Discrimination probably plays a role, she said, but it is hard to quantify.
What is certain, is that male domination of certain industries and the lack of affordable child care are factors in explaining why many women are unable to reach high-paying jobs.
- Lower paid jobs -
The disparity has become a hot-button issue as election season heats up, especially among Democrats, who are hammering home the point that women earn less than their male counterparts.
According to Blau, however, the census figure suggesting a 21 percent pay gap is "misleading."
When controlling for variables such as work experience, education, occupation and industry, the real gap shrinks to as low as nine percent, she said.
Education no longer tips the scales in men's favor, Blau said, because women on average now have more education than men.
The male advantage in pay terms stems mainly from dominance in lucrative professions such as law, engineering, and highly skilled factory positions, Blau said. Lower paid jobs such as teaching and nursing have traditionally been considered female jobs.
Still, activists say that even a small pay gap harms women.
"Women are losing hundreds of thousands of dollars over the course of their lifetime," said Vicki Shabo of the National Partnership for Women & Families.
Lisa Maatz, the top policy adviser at the American Association of University Women, said she does "get frustrated" with people who say "it's only seven percent, it's only 10 percent."
"Anybody who is working and trying to make ends meet, ten percent more is a huge deal," said Maatz, AAUW vice president of government relations.
- Cultural norms -
Though the pay gap has narrowed over the past 30 years, progress has largely stalled, adding fuel to the Democratic Party's call for legislation to bring women's pay into line with their male colleagues.
"It is unconscionable that women earn 78 cents on the dollar compared to men who perform the same work," fumed Democratic presidential hopeful Bernie Sanders on the campaign trail earlier this year.
With an eye on women's votes, Democrats have railed against Republicans blocking legislation in Congress that would strengthen federal anti-discrimination policies.
California, under Democratic Governor Jerry Brown, recently moved to address the gender pay gap with a law reversing the burden of proof in discrimination complaints: Now employers must prove there was no discrimination, instead of the employees.
But conservatives say that focusing on discrimination diverts attention from more complex social factors holding women back, as well hard-to-quantify individual career choices.

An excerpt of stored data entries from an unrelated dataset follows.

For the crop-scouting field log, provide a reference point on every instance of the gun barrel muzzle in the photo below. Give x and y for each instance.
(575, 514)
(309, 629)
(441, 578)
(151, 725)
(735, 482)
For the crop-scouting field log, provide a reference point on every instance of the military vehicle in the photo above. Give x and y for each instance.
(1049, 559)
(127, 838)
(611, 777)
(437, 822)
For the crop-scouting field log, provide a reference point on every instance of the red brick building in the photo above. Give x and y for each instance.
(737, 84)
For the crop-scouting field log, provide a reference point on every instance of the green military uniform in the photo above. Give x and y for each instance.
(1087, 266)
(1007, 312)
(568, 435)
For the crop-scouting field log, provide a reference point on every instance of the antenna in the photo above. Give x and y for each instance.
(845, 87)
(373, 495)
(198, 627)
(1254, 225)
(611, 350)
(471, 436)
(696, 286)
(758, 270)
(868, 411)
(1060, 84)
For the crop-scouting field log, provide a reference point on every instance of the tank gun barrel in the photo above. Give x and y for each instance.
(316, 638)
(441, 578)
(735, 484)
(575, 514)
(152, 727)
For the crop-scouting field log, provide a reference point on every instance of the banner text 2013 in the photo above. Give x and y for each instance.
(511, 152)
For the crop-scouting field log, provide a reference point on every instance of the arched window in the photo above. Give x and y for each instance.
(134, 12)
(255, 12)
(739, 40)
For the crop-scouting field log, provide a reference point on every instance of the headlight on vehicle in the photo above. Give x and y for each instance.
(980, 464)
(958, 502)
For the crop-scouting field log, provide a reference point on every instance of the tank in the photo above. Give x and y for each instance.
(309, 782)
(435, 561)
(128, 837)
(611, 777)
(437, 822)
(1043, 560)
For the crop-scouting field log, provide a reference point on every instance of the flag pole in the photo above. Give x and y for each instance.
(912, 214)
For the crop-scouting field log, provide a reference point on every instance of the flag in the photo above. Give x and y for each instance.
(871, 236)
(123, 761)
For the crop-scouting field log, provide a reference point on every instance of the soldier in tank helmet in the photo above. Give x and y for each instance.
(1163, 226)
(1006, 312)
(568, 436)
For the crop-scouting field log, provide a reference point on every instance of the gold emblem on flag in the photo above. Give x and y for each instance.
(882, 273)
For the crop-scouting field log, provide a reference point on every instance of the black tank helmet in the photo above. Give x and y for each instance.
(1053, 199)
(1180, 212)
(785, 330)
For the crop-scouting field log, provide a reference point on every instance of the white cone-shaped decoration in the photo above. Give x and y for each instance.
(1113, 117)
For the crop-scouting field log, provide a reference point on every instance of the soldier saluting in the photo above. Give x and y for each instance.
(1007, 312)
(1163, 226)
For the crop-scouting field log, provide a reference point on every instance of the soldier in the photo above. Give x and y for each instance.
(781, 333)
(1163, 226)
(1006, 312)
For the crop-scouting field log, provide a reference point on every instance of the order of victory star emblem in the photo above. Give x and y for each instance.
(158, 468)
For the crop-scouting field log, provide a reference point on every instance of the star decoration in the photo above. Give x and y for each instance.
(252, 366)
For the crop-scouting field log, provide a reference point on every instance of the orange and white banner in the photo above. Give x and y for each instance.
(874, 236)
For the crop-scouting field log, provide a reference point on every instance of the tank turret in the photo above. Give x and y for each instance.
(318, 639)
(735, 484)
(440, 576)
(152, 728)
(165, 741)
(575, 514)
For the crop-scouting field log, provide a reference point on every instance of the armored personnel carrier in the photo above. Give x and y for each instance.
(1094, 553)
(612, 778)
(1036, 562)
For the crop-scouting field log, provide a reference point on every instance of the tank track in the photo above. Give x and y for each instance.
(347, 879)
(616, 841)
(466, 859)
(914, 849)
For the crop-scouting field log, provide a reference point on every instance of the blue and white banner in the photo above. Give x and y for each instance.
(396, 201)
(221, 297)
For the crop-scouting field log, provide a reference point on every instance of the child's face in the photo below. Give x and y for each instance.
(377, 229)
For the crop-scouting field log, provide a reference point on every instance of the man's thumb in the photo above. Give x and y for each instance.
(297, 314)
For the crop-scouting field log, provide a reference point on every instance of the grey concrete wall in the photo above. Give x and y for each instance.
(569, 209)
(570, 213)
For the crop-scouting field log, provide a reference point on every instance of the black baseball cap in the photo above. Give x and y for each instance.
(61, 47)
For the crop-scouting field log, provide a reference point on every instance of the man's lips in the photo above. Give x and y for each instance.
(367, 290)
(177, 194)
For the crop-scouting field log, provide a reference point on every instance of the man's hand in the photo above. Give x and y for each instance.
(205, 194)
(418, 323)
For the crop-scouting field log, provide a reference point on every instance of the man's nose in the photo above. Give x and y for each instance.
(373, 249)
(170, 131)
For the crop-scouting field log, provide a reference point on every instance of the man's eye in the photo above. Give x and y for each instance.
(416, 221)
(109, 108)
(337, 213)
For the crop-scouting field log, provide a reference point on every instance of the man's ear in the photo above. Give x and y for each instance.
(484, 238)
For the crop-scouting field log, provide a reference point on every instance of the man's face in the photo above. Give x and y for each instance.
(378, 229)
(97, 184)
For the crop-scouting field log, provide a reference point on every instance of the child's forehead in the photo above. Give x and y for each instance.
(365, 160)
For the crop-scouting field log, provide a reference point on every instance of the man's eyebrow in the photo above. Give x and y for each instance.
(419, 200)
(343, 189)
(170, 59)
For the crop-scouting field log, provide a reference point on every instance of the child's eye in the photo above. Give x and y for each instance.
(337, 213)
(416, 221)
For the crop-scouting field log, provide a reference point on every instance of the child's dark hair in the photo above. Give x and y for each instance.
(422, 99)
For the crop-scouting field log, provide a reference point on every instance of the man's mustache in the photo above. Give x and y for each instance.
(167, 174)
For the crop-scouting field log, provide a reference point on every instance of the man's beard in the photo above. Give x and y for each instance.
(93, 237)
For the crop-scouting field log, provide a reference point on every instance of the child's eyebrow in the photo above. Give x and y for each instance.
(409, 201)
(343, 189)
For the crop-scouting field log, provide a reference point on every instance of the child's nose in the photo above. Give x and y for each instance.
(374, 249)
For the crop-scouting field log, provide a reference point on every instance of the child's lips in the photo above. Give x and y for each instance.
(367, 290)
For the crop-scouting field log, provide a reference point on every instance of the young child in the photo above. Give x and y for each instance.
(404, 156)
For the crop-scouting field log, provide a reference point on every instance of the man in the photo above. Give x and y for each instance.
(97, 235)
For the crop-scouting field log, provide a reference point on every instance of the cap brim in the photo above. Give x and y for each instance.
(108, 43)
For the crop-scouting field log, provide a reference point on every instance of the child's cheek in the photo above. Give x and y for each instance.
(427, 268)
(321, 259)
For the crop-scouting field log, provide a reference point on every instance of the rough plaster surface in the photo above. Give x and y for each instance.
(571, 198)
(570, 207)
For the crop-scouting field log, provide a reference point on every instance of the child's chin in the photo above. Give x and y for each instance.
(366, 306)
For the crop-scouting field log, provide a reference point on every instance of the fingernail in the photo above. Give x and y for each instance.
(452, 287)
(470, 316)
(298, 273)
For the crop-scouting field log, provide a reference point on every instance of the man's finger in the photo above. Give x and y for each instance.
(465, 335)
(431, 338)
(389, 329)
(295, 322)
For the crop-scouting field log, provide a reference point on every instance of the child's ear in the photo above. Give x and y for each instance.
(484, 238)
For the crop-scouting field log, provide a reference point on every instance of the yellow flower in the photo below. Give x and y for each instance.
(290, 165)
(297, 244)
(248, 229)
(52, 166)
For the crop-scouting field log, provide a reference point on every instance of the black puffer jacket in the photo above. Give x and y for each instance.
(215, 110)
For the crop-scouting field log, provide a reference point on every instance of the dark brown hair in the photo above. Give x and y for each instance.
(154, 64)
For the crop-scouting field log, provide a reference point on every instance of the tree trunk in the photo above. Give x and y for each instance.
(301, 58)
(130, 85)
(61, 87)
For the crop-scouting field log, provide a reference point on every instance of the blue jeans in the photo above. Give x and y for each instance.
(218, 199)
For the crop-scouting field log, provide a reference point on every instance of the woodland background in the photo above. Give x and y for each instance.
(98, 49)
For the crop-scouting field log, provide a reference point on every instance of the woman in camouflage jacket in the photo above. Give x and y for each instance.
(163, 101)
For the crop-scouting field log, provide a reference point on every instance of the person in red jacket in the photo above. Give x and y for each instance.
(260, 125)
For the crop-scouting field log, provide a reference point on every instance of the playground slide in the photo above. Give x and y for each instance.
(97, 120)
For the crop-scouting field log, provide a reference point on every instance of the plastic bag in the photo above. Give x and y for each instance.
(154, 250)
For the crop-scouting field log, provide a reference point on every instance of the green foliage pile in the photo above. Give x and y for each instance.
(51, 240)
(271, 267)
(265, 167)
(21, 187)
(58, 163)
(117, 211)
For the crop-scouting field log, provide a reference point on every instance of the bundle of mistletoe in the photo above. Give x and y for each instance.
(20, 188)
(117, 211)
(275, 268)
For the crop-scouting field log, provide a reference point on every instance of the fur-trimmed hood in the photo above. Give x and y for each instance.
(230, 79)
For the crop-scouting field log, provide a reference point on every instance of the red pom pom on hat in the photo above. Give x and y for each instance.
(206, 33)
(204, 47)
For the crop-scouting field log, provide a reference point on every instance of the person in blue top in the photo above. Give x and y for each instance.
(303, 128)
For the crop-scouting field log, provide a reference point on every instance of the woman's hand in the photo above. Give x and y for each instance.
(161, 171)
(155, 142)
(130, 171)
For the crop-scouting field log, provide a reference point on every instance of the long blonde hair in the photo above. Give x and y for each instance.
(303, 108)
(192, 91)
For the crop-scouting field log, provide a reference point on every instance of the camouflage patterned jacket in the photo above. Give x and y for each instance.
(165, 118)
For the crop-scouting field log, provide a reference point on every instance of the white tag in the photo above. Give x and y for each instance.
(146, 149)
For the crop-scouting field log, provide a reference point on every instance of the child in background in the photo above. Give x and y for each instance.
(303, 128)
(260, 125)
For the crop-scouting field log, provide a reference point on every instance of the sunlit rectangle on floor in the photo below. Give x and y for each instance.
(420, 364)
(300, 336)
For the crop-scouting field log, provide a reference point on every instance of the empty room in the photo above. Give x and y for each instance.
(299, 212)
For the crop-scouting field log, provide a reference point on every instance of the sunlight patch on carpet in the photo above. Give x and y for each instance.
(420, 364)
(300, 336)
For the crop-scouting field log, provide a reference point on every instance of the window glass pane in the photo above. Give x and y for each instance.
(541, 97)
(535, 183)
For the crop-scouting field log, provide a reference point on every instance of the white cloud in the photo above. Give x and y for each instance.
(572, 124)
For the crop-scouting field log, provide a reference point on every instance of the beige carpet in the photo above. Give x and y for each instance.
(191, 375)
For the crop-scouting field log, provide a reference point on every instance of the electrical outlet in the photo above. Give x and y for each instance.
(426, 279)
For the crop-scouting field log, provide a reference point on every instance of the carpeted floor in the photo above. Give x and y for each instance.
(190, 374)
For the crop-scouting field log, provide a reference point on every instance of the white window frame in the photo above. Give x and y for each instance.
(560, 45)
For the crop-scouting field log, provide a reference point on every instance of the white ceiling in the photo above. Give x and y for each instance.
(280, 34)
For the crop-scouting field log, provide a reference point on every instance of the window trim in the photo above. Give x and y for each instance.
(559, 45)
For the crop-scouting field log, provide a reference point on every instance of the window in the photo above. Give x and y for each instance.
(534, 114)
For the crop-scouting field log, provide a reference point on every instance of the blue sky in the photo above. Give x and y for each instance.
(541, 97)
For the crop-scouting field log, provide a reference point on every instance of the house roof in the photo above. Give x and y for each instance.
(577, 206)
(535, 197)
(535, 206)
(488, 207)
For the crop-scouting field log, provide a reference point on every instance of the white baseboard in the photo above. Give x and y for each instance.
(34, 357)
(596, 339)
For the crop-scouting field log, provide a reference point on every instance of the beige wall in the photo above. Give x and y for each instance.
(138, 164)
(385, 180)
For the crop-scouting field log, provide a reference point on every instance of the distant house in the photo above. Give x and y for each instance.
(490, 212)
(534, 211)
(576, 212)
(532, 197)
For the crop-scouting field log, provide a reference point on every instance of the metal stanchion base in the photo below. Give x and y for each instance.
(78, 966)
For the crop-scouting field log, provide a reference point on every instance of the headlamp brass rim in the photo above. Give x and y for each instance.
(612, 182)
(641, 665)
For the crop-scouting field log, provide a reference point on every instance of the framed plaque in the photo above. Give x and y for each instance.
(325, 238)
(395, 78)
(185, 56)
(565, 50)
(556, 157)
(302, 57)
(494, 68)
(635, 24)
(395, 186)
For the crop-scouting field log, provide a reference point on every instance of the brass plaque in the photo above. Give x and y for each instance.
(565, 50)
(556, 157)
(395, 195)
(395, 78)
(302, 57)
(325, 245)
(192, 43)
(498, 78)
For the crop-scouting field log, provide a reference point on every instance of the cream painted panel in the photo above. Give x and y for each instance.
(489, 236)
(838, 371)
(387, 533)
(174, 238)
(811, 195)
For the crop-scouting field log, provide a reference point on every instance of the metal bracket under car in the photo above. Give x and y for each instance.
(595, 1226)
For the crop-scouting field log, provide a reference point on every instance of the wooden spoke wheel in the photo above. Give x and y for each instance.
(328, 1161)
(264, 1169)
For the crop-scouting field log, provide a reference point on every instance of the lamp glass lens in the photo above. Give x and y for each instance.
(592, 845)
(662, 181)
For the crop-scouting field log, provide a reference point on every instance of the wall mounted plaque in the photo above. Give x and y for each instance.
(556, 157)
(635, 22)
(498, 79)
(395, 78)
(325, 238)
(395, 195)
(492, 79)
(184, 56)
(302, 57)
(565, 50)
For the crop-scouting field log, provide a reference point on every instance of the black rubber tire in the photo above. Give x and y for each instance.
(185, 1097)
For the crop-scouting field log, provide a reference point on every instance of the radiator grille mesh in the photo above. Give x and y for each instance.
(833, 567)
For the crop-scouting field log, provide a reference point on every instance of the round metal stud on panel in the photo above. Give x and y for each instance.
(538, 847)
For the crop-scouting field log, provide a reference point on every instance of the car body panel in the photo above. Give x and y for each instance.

"You can't hold your employer responsible for larger cultural norms over which he has no control," said Andrew Biggs, an economist at American Enterprise Institute, a conservative think tank.
Cornell's Blau points to research suggesting that women tend to shy away from competition, which could lead them to avoid high-paying sectors and jobs.
- Hitting a wall -
Women also typically engage less in salary negotiations than men -- although this leads back to the debate about discrimination and gender stereotyping.
"Disturbingly, there's increasing evidence that women get more negative responses when they negotiate," Blau said.
Even the Oscar-winning Lawrence admits hitting a wall in negotiations, saying she failed to press for higher pay for fear of being labeled "difficult" or "spoiled."
"I don't think I've ever worked for a man in charge who spent time contemplating what angle he should use to have his voice heard. It's just heard," she wrote.
Another key issue -- repeatedly raised on the campaign trail -- is the state of child care in a country where public education does not begin until a child is five years old. Unlike many developed countries, the United States has no subsidized universal child-care program.
Women raising children tend to avoid companies that do not offer flexible hours or telework, narrowing their employment options. Making workplaces more flexible would be a good starting point for more equal chances, activists and economists agree.